Il est intéressant de prêter une attention particulière à ce que le ministre des Affaires étrangères, Wang Yi, a dit  au Conseil des relations étrangères – le plus diplomatiquement possible : «La Chine suivra une voie de développement différente de celle des puissances historiques». Et la Chine ne cherchera pas l’hégémonie.

Du point de vue de la stratégie de sécurité nationale des États-Unis, le propos n’est pas là. La Chine a été présentée comme un concurrent féroce et même une menace. Le président Xi Jinping ne cédera pas aux exigences commerciales de Washington. Attendez-vous donc à une possible non-rencontre entre Xi et Trump à Buenos Aires.

La menace d’une première frappe nucléaire

Les choses ont l’air encore plus compliquées sur le front russe. Malgré la patience taoïste du ministre des Affaires étrangères Sergueï Lavrov, les cercles diplomatiques moscovites sont exaspérés par les menaces sérieuses des Américains – comme celle d’un éventuel blocus imposé par l’US Navy dans le but de restreindre le commerce russe de l’énergie. Ou pire encore :  l’ultimatum selon lequel la Russie doit cesser de développer un missile qui, selon Washington, viole le Traité sur les forces nucléaires à portée intermédiaire (FNI), sinon le Pentagone se chargerait de le détruire.

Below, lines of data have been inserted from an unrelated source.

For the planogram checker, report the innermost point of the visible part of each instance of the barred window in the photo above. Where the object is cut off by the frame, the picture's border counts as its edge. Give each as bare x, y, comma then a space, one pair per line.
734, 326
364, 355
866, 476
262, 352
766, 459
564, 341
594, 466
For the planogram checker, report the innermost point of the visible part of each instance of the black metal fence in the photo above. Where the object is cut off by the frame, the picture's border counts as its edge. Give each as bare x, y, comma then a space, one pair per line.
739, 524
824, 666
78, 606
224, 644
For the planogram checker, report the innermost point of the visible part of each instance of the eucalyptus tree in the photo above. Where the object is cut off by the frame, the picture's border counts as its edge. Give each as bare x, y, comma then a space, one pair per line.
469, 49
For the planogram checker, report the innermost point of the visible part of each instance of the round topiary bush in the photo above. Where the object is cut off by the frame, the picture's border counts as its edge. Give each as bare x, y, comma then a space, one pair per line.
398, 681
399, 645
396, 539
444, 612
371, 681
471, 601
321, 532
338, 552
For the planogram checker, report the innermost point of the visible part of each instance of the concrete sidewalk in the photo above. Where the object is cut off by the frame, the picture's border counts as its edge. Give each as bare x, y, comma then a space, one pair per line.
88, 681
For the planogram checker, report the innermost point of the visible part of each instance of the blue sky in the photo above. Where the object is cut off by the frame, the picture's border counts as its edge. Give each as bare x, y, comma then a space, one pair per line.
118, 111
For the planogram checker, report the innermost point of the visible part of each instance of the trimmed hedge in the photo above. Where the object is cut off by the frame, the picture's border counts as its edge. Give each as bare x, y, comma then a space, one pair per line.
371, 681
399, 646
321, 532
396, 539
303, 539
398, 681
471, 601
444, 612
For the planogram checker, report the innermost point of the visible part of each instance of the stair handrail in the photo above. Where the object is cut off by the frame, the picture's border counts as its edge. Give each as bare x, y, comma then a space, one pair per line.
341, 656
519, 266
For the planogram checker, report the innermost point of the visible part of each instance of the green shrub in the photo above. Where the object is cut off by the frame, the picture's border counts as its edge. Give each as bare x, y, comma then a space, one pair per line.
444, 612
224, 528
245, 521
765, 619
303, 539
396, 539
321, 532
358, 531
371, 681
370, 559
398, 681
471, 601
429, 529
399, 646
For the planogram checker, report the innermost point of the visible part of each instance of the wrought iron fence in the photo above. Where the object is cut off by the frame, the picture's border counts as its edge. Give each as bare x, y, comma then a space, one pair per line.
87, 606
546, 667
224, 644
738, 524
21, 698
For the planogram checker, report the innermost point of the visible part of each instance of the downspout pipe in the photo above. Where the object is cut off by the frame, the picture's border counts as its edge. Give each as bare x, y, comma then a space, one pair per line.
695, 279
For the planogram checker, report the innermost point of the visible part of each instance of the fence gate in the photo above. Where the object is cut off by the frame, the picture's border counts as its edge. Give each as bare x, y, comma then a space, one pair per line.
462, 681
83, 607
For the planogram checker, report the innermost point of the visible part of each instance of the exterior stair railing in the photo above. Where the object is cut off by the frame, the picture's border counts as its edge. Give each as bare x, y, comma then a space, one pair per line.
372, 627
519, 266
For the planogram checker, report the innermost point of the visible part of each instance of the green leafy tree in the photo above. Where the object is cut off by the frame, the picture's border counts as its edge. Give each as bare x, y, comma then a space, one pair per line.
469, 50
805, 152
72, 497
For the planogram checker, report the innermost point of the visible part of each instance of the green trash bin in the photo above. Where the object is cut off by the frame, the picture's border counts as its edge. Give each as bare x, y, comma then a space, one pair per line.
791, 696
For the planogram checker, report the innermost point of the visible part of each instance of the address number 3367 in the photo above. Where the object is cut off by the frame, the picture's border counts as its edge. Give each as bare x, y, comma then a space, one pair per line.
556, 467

C’est aussi grave que cela peut l’être – parce que cela revient à s’engager dans une première frappe nucléaire américaine.

Parallèlement, Bob Dudley, PDG de BP, a déclaré lors de la conférence Oil & Money à Londres que toute sanction américaine supplémentaire à l’encontre des grandes entreprises énergétiques russes serait désastreuse. « Si des sanctions étaient imposées à Rosneft, Gazprom ou Lukoil comme ce qui s’est passé avec Rusal, vous feriez pratiquement fermer les systèmes énergétiques de l’Europe, c’est un peu extrême, a-t-il dit.

Sur le front des BRICS, la Russie et l’Inde ont habilement manœuvré seules et ont réussi à écraser une partie de la planification géostratégique américaine contre les trois grands pôles de l’intégration eurasiatique : Russie, Chine et Iran.

Le Quad – États-Unis, Japon, Australie et Inde – a été conçue pour contrer la Chine à travers l’Indo-Pacifique, tout en limitant la marge de manœuvre de la Russie. Le Quad n’est  pas exactement en très bonne forme  après la décision de l’Inde d’ acheter  les systèmes de missiles russes S-400. Trump a promis de se venger.

En plus de l’accord des S-400, les sociétés russes vont construire six autres réacteurs nucléaires en Inde, au coût de 20 milliards de dollars chacun, au cours de la prochaine décennie. Rosneft a signé un contrat de 10 ans pour vendre à l’Inde 10 millions de tonnes de pétrole par an. Et l’Inde continuera à acheter du pétrole à l’Iran, en le payant en roupies.

Sur le front de l’UE, tout tourne autour de l’Allemagne. Il y a peu d’illusions à Berlin sur l’avenir chancelant de l’UE. L’économie allemande basée sur les exportations est axée sur l’Asie. L’Allemagne redouble d’efforts pour consolider un modèle de style asiatique : miser sur quelques grandes entreprises qui sont des champions nationaux capables de stimuler les exportations. Le marché américain – sous des vents protectionnistes – n’est plus qu’un marché de second plan.

Tropiques toxiques

Et puis il y a la tragédie brésilienne. Le président Mauricio Macri a ruiné l’Argentine avec un choc néolibéral. Le pays est maintenant un otage du FMI.

Un scénario possible est celui d’un G-20 dans lequel l’Argentine apprendrait à traiter avec un dirigeant fasciste de son voisin proche et principal partenaire commercial, le Brésil.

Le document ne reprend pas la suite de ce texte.